La quiete di via 12 Settembre a Fano è stata brutalmente interrotta nel cuore della notte, intorno alle 3.50, da un’esplosione di ferocia che ha quasi sterminato una famiglia di origine bengalese. Un giovane di 21 anni ha impugnato un coltello scagliandosi contro i propri genitori e il fratellino di appena 10 anni, trasformando l’abitazione in una scena del crimine raccapricciante. Solo la prontezza della madre, che nonostante i fendenti ricevuti è riuscita a trovare la forza di dare l’allarme, ha evitato che il bilancio delle vittime diventasse definitivo. Grazie alla sua chiamata, i sanitari del 118 e i carabinieri sono giunti tempestivamente sul posto, riuscendo a bloccare l’aggressore e a prestare i primi soccorsi ai feriti, trasportati d’urgenza all’ospedale di Ancona.
La lucida follia dietro il piano: «Ci pensavo da tempo»
Mentre i medici lottano per stabilizzare i genitori, entrambi ricoverati in prognosi riservata, e il piccolo di dieci anni resta sotto stretta osservazione, gli inquirenti si trovano di fronte a una confessione che gela il sangue. Il 21enne, ora in stato di fermo, non ha mostrato segni di pentimento immediato, dichiarando anzi agli investigatori che l’aggressione non è stata il frutto di un raptus improvviso: «Ci pensavo da tempo». Questa frase sposta l’intera indagine verso la premeditazione, suggerendo un piano covato nel silenzio delle mura domestiche.

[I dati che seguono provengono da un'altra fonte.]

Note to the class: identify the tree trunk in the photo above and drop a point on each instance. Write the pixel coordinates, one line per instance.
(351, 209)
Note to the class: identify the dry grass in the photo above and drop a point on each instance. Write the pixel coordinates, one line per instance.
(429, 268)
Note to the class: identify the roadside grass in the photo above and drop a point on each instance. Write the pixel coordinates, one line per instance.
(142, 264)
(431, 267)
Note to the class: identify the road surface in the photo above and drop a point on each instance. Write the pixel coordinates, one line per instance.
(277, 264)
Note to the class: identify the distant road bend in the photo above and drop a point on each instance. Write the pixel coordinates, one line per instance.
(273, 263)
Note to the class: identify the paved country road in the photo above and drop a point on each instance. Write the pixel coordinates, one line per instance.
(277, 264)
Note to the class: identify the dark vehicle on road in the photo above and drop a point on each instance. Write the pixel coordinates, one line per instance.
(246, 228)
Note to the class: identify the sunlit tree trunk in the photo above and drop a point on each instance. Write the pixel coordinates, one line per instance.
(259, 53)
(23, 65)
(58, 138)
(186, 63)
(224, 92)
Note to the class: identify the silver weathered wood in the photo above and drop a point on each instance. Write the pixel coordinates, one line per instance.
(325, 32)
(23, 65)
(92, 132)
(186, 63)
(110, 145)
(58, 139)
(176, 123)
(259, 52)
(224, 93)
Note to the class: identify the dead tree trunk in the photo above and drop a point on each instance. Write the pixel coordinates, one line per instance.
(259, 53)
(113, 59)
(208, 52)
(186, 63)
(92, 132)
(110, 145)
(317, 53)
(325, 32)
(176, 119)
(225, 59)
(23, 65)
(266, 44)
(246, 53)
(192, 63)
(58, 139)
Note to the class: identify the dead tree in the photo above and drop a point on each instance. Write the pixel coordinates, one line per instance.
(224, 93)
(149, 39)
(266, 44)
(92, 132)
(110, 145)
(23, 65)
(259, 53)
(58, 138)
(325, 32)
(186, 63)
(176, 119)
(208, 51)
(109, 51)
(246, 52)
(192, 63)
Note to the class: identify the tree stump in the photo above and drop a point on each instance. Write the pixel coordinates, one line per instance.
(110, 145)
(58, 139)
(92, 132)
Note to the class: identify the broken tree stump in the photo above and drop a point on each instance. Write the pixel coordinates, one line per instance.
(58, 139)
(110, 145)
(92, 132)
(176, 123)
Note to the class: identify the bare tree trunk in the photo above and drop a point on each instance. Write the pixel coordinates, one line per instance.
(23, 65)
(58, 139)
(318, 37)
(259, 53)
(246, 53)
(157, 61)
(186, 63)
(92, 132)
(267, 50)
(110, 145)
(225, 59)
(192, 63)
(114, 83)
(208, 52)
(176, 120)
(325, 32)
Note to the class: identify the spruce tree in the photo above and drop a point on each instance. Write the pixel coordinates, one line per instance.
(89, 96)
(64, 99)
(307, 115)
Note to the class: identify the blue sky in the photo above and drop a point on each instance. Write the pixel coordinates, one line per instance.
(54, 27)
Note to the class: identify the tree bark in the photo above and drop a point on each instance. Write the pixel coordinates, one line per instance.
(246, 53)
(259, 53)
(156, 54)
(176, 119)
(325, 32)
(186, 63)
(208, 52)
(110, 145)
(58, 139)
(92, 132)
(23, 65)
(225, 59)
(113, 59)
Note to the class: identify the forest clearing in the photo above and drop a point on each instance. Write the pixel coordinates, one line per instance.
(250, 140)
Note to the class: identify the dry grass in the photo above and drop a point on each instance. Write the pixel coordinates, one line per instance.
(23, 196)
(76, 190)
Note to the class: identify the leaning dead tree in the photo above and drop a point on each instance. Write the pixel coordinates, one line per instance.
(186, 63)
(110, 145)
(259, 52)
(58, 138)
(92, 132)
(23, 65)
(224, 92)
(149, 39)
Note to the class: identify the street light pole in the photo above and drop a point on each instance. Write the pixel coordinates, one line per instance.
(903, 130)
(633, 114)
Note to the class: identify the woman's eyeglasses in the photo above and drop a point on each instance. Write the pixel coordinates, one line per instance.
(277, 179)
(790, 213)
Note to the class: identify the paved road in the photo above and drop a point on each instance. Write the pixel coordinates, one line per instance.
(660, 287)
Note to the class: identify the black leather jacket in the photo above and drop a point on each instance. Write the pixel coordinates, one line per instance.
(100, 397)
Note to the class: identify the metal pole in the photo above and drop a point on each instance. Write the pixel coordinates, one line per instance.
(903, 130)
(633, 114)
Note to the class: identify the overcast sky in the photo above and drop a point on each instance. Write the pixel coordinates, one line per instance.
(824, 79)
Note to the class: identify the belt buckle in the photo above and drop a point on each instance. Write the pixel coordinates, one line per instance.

Le autorità hanno disposto accertamenti approfonditi sullo stato psicofisico del giovane per capire se esistano patologie pregresse o se la furia sia stata scatenata da un contesto familiare degradato. I carabinieri stanno interrogando vicini e conoscenti per ricostruire il mosaico di una convivenza che, all’apparenza tranquilla, nascondeva un baratro di risentimento. In queste ore, la comunità di Fano resta sospesa tra lo choc e l’attesa di notizie rassicuranti dal nosocomio marchigiano, mentre la magistratura cerca di fare piena luce su un crimine che appare tanto spietato quanto meticolosamente pianificato.